Affiliation & Model: THEGENTLEMEN operate as a Ransomware-as-a-Service (RaaS) entity. While they present a curated "gentlemanly" persona on their leak site, their operational tactics are aggressive. They utilize a double-extortion model, encrypting systems and exfiltrating sensitive data (CAD drawings, client DBs, employee PII) to pressure victims into payment.

Ransom Demands: Historically range from $300,000 to $5 million USD, scaling strictly with victim revenue.

Initial Access Vectors: Recent telemetry confirms a heavy reliance on exploiting public-facing email infrastructure. Specifically, the gang is leveraging deserialization vulnerabilities in Microsoft Exchange and SmarterTools SmarterMail. Once inside, they pivot via credential dumping and standard lateral movement tools (Cobalt Strike beacons, custom PowerShell loaders).

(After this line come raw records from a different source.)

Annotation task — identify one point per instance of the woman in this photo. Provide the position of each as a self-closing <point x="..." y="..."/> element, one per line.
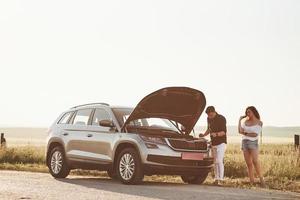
<point x="250" y="129"/>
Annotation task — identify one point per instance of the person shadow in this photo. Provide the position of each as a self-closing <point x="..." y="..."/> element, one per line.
<point x="148" y="189"/>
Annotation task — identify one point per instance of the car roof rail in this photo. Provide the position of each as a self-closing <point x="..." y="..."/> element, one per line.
<point x="88" y="104"/>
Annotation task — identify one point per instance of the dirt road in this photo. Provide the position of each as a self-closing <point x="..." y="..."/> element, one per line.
<point x="27" y="185"/>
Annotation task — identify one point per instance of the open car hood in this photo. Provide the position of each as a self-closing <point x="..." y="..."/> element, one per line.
<point x="180" y="104"/>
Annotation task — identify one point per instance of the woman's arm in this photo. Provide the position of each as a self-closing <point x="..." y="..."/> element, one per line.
<point x="255" y="134"/>
<point x="241" y="130"/>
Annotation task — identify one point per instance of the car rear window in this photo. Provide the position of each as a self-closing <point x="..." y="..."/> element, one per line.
<point x="82" y="117"/>
<point x="65" y="118"/>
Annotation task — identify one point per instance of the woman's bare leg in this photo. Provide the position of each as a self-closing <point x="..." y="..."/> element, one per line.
<point x="249" y="163"/>
<point x="255" y="160"/>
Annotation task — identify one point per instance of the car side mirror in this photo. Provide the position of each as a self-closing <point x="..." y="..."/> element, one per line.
<point x="107" y="123"/>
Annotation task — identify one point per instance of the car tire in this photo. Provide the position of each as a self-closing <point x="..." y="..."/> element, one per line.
<point x="199" y="179"/>
<point x="57" y="163"/>
<point x="129" y="167"/>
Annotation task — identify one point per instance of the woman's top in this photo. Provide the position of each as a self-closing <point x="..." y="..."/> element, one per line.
<point x="251" y="129"/>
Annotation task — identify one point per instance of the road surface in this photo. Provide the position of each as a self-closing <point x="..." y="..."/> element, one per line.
<point x="27" y="185"/>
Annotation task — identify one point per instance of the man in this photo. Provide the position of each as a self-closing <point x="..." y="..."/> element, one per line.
<point x="216" y="127"/>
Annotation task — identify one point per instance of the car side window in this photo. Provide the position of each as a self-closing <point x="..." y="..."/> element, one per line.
<point x="65" y="118"/>
<point x="82" y="117"/>
<point x="100" y="114"/>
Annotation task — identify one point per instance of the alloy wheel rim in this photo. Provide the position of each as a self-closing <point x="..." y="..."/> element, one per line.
<point x="126" y="166"/>
<point x="56" y="162"/>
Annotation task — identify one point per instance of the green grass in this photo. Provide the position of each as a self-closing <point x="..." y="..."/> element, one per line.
<point x="280" y="166"/>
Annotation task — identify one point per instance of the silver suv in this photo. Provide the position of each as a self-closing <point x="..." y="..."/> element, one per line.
<point x="153" y="138"/>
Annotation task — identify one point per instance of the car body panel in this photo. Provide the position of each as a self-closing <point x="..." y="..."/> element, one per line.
<point x="180" y="104"/>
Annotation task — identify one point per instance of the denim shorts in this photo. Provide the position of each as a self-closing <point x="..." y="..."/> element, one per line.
<point x="249" y="145"/>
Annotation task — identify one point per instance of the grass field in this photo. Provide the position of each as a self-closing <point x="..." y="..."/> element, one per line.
<point x="280" y="163"/>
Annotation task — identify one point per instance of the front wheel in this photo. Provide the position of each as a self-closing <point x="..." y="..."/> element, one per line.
<point x="199" y="179"/>
<point x="129" y="167"/>
<point x="57" y="164"/>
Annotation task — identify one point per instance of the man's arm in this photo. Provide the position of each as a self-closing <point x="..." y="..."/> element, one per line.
<point x="223" y="129"/>
<point x="205" y="134"/>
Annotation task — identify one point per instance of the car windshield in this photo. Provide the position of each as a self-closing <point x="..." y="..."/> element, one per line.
<point x="123" y="113"/>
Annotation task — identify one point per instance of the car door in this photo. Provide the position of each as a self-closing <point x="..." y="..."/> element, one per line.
<point x="76" y="135"/>
<point x="101" y="138"/>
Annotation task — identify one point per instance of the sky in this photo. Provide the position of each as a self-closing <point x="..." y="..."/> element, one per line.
<point x="58" y="54"/>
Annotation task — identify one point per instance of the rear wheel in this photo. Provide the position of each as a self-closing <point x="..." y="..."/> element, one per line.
<point x="57" y="163"/>
<point x="199" y="179"/>
<point x="129" y="167"/>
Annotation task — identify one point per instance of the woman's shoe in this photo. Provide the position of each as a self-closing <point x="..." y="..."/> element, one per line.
<point x="262" y="183"/>
<point x="216" y="182"/>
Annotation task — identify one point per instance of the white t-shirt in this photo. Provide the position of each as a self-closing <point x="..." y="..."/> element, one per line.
<point x="251" y="129"/>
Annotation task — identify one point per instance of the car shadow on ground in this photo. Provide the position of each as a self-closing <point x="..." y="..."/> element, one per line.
<point x="160" y="190"/>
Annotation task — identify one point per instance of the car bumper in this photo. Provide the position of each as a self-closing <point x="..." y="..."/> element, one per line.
<point x="169" y="165"/>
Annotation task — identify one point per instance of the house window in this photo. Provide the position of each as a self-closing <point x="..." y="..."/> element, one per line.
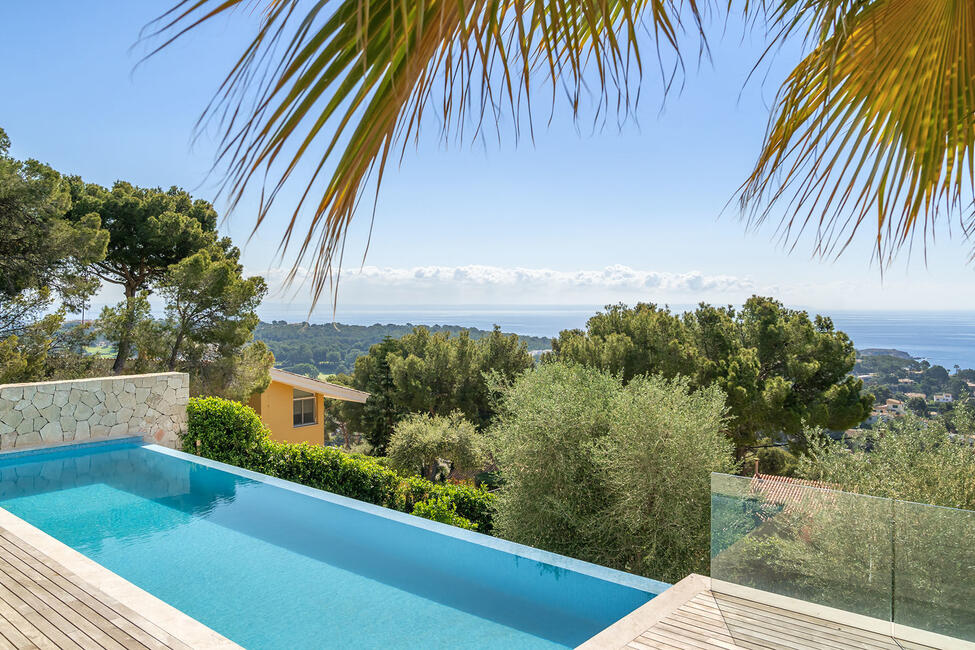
<point x="304" y="407"/>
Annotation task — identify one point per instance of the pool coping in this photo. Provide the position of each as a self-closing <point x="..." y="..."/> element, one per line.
<point x="615" y="576"/>
<point x="174" y="622"/>
<point x="53" y="447"/>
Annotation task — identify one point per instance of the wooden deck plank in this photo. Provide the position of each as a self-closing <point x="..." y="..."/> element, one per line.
<point x="786" y="617"/>
<point x="45" y="605"/>
<point x="115" y="625"/>
<point x="821" y="633"/>
<point x="64" y="603"/>
<point x="19" y="624"/>
<point x="74" y="608"/>
<point x="704" y="620"/>
<point x="36" y="612"/>
<point x="130" y="629"/>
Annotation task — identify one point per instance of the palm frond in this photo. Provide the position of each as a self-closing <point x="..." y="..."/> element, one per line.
<point x="876" y="126"/>
<point x="347" y="82"/>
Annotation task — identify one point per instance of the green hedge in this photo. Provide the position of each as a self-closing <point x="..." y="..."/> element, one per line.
<point x="230" y="432"/>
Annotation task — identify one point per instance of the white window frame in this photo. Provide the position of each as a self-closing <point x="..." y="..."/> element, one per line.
<point x="303" y="397"/>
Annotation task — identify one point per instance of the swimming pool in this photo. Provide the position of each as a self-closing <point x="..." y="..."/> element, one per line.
<point x="272" y="564"/>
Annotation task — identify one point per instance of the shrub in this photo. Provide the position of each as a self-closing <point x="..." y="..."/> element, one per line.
<point x="907" y="458"/>
<point x="224" y="430"/>
<point x="230" y="432"/>
<point x="442" y="509"/>
<point x="613" y="474"/>
<point x="420" y="442"/>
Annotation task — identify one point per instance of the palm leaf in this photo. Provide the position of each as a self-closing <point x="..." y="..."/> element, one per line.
<point x="875" y="127"/>
<point x="347" y="82"/>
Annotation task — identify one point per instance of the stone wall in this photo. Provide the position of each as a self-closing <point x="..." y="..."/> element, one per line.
<point x="51" y="412"/>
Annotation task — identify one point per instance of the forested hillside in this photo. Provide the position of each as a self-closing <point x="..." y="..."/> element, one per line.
<point x="333" y="348"/>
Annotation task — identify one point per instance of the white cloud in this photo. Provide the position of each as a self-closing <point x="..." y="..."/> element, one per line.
<point x="517" y="285"/>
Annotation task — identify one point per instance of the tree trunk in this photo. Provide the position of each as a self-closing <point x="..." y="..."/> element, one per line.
<point x="125" y="341"/>
<point x="123" y="354"/>
<point x="175" y="353"/>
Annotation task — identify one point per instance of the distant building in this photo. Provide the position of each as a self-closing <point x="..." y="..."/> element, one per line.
<point x="292" y="406"/>
<point x="895" y="407"/>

Dwell Time: Short. Average time between initial exploitation (Exchange/SmarterMail) and detonation is 3–5 days.

Current Campaign Analysis

Victimology Overview

In the last 48 hours, THEGENTLEMEN has posted 15 new victims, indicating a significant operational tempo spike.

  • Top Targeted Sectors:
    • Manufacturing: Misr Chemical Industries, Hillside Lumber, Clark Fixture Technologies.
    • Telecommunication: TDS (US).
    • Construction: McCarthy, Arizona Professional Painting.
  • Geographic Spread: While US-based entities remain the primary target (60% of recent victims), the campaign has gone global, hitting Egypt (EG), Germany (DE), Netherlands (NL), Poland (PL), and Venezuela (VE).

CVEs & Initial Access

This campaign is directly correlated with the recent exploitation of specific CISA Known Exploited Vulnerabilities (KEVs):

  1. SmarterMail RCE Chain (CVE-2025-52691 & CVE-2026-23760): The gang is exploiting unrestricted file upload and auth bypass to drop webshells on mail servers. This appears to be the primary entry point for the Manufacturing and Construction victims.
  2. Microsoft Exchange (CVE-2023-21529): Added to KEV in April 2026, this deserialization flaw is being used to access Telecom and Business Services sectors.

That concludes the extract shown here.